Bar Charts Summarize Categories
- A bar chart represents qualitative (categorical) data, such as type of fruit, eye color, or favorite sport.
- Key features:
- Bars have equal width.
- There are spaces between bars because categories are separate.
- The height of the bar represents the frequency.
- The vertical axis is typically labeled frequency.
Bar chart
A chart that displays frequencies for qualitative categories using separated, equal-width bars where bar height represents frequency.
Histograms Summarize Numerical Values
- A histogram represents quantitative data, including all continuous data and sometimes discrete numerical data (when it is appropriate to group the values).
- Key features:
- Each bar represents a class interval (a numerical range).
- Bars touch because the intervals connect with no gaps.
- The area of each bar represents the frequency.
- The vertical axis may show frequency, relative frequency, or frequency density.

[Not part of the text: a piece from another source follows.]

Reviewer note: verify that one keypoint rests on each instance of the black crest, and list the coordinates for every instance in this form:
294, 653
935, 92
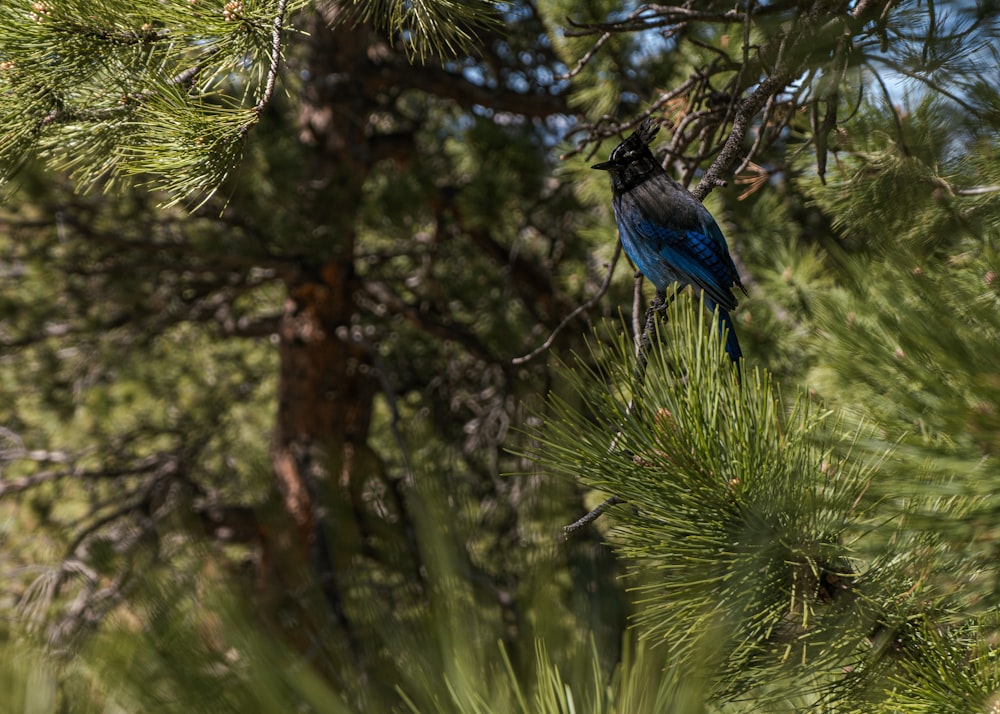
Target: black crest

- A common mistake is to read frequency directly from bar height even when class widths are not equal.
- With unequal class widths, it is the area that represents frequency, not the height.
Class Intervals And Boundary Notation Prevent Overlap
Histograms require you to group data into class intervals, so it is essential to read the interval notation accurately.
Class interval
A range of values (such as $20.0 < x \le 20.5$) used to group quantitative data in a frequency table.

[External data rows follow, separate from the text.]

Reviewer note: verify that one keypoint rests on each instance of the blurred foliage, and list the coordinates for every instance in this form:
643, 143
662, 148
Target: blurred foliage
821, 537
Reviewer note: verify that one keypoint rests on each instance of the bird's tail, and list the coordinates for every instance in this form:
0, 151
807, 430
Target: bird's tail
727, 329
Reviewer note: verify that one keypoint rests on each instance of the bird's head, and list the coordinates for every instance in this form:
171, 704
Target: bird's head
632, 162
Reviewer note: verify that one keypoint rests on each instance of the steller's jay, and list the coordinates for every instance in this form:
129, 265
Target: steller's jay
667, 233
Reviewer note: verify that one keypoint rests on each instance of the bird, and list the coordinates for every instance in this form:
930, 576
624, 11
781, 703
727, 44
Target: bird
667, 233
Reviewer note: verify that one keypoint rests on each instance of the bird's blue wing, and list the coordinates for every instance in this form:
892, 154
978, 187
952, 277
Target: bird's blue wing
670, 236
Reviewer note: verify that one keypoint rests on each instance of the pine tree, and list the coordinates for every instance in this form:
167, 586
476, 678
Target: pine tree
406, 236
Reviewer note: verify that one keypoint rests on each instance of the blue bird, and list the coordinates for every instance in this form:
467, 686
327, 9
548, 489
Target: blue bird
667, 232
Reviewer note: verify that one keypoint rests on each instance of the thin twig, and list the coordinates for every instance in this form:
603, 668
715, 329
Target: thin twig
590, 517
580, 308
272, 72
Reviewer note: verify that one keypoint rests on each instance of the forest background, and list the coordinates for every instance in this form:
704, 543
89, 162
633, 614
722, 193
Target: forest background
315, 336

In an interval like $19.5 < x \le 20.0$:
- values are greater than 19.5
- and up to and including 20.0
This style ensures every value belongs to exactly one class (for example, $20.0$ is included in the second class $20.0 < x \le 20.5$ only if the first class was written $19.5 < x \le 20.0$ and the second is $20.0 < x \le 20.5$, so the "included end" must be used consistently).
- When designing class intervals, choose boundaries so there are no gaps and no overlaps.

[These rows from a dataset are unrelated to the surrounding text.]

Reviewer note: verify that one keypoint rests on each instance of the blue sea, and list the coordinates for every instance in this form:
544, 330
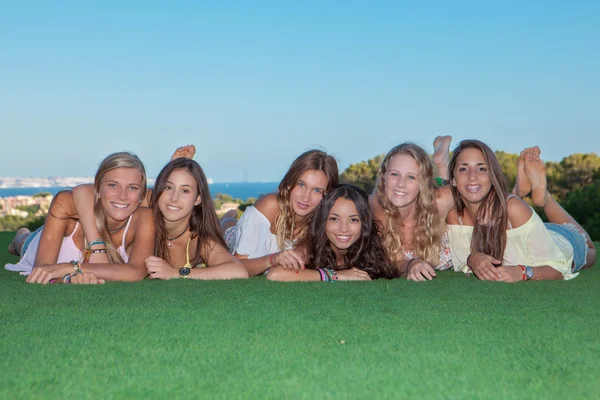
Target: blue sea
237, 190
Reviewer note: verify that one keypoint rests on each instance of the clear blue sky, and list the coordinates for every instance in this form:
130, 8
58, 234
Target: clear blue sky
253, 84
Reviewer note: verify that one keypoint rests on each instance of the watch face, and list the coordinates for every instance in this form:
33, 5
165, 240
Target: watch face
529, 273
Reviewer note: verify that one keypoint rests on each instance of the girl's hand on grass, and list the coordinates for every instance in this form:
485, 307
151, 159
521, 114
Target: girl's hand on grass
420, 271
353, 274
289, 259
86, 278
510, 274
484, 266
160, 269
45, 273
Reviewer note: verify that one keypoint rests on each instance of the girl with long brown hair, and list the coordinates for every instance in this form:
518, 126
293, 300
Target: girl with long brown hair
59, 249
188, 241
267, 231
343, 242
411, 210
496, 235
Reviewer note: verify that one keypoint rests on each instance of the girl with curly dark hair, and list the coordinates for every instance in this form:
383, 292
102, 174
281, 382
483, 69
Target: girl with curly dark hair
343, 242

- Then check: any single measurement should fit in exactly one class.
How To Construct A Histogram From A Frequency Table
A good histogram is built from a grouped frequency table. The key decision is what to put on the vertical axis.
Step 1: Put Class Boundaries On The Horizontal Axis
The horizontal axis shows class boundaries (the endpoints of the intervals), not the class midpoints.
$$19.5, 20.0, 20.5, 21.0, \dots$$
Step 2: Choose The Correct Vertical Axis Quantity
There are three common choices.
Case A: Equal Class Widths (Frequency Works)
- If every class has the same width, you can use frequency on the vertical axis.
- In that situation, bar area is proportional to bar height, so reading heights is safe.
Case B: Unequal Class Widths (Use Frequency Density)
- If class widths differ, use frequency density: $$\text{frequency density} = \frac{\text{frequency}}{\text{class width}}.$$
- This ensures: $$\text{area of bar} = (\text{class width})\times(\text{frequency density})=\text{frequency}.$$
Frequency density
Frequency divided by class width, used on the vertical axis of a histogram when class widths are unequal.
Case C: Relative Frequency Histograms
- Sometimes you want to compare data sets of different sizes.
- Then you may plot relative frequency (a proportion or percentage).
- If the total number of values is $N$ and a class has frequency $f$: $$\text{relative frequency} = \frac{f}{N}.$$
- A relative frequency histogram has the same overall shape as a frequency histogram, but the vertical scale is in proportions (or percentages).
- This makes comparisons between groups fairer.
Chick Masses (Continuous Data)
The grouped table below shows the masses $x$ (grams) of 50 baby chicks hatched in one week.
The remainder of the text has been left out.